Solution of the Bethe Equation Through the Laplace-Adomian Decomposition Method

TL;DR

This paper introduces a novel analytical method combining Adomian Decomposition and Laplace Transform to solve the nonlinear Bethe equation, providing accurate solutions relevant to nuclear physics applications.

Contribution

The paper presents a new combined approach (LADM) for solving the Bethe equation, which is difficult to solve exactly and mostly addressed experimentally.

Findings

LADM yields highly accurate solutions for the Bethe equation.

The method is effective across various initial conditions.

It offers a practical analytical tool for applications in nuclear physics.

Abstract

The Bethe equation is a nonlinear differential equation that plays an important role in nuclear physics and a variety of applications related to it, such as the description of the behavior of an energetic particle when it penetrates into matter. Despite its importance, its unusual to find the exact solution to this nonlinear equation in literature and practically all of them are of experimental nature.
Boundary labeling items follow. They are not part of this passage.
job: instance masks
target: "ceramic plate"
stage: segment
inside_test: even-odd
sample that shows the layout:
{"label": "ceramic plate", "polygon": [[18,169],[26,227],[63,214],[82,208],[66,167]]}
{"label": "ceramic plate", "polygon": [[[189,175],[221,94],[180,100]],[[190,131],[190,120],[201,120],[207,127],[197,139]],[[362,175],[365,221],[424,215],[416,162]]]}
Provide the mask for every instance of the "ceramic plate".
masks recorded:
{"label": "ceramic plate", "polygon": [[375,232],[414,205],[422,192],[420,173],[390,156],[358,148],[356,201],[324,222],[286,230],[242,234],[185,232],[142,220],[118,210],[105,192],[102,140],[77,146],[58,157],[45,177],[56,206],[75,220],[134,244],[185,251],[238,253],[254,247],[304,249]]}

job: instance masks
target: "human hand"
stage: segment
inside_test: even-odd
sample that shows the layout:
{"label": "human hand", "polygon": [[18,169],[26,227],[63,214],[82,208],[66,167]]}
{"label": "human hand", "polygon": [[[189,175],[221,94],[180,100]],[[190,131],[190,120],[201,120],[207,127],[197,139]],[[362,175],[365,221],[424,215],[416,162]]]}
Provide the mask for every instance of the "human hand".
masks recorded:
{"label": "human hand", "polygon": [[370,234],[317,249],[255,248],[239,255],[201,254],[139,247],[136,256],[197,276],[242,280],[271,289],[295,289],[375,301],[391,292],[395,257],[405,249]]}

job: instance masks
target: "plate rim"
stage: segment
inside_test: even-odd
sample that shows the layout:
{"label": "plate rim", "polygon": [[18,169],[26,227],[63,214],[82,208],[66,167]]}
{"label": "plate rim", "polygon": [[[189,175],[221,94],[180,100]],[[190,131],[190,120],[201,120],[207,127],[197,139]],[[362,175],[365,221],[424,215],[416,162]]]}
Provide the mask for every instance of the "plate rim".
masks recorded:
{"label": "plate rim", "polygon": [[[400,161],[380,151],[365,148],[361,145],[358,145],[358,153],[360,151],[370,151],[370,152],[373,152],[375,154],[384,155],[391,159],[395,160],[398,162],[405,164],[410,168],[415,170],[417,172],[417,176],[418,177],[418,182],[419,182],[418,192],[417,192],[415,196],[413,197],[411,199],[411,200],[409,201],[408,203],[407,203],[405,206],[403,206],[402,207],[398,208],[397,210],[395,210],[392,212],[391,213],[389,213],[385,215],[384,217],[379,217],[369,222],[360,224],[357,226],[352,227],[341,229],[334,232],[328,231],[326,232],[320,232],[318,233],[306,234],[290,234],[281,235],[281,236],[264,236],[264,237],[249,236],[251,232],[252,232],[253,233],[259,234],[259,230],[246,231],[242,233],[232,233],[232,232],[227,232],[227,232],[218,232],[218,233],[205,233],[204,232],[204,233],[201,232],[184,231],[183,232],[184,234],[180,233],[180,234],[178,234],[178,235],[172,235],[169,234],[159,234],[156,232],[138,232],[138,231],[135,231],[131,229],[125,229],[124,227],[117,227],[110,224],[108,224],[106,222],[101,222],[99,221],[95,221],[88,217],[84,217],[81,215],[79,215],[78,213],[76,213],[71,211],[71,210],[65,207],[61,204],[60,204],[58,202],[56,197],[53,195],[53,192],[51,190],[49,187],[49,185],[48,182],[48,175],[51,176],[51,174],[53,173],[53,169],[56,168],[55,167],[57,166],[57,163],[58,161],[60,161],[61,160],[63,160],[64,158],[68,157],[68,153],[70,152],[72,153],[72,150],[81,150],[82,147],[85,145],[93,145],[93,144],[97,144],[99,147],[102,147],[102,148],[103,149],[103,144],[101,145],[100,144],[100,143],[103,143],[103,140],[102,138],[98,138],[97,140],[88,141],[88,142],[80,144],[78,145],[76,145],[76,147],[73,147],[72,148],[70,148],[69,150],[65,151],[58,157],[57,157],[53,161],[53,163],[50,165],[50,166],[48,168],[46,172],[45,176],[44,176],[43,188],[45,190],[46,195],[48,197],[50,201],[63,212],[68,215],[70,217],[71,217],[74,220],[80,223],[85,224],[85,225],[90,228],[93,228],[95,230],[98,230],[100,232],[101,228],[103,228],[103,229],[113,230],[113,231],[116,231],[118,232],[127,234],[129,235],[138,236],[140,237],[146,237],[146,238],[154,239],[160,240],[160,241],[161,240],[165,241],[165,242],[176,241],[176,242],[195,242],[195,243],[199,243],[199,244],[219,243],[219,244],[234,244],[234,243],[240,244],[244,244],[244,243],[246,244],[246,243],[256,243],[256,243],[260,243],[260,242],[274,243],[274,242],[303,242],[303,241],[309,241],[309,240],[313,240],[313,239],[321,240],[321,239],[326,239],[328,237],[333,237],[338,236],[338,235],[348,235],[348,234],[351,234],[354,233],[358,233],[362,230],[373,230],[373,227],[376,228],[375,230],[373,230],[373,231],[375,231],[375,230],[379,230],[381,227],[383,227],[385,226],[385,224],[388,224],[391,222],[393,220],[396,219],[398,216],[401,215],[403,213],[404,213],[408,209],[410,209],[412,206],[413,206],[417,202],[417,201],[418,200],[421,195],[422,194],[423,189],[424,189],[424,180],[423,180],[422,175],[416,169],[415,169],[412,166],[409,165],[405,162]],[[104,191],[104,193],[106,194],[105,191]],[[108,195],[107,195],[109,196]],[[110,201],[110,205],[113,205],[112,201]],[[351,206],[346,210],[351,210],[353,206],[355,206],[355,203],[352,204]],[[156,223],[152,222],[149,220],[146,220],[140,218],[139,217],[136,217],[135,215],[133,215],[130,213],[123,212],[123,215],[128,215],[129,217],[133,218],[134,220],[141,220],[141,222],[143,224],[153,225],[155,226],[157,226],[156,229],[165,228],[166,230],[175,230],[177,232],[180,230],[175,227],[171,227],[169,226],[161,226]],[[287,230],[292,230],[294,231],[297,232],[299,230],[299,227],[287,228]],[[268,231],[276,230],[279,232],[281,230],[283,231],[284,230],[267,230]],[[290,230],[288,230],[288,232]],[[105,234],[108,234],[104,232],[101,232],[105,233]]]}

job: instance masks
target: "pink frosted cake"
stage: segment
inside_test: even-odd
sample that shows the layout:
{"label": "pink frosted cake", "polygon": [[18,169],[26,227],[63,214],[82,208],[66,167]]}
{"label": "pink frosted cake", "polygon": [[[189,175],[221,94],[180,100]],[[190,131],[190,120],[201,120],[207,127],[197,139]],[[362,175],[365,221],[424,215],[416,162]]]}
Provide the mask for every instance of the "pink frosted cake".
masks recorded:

In this paper, we solve this equation and present a new approach to obtain the solution through the combined use of the Adomian Decomposition Method and the Laplace Transform (LADM). In addition, we illustrate our approach solving three examples, in which initial conditions are considered within the typical numerical ranges derived from the applications. Our results indicate that LADM is highly accurate and can be considered a very useful and valuable method.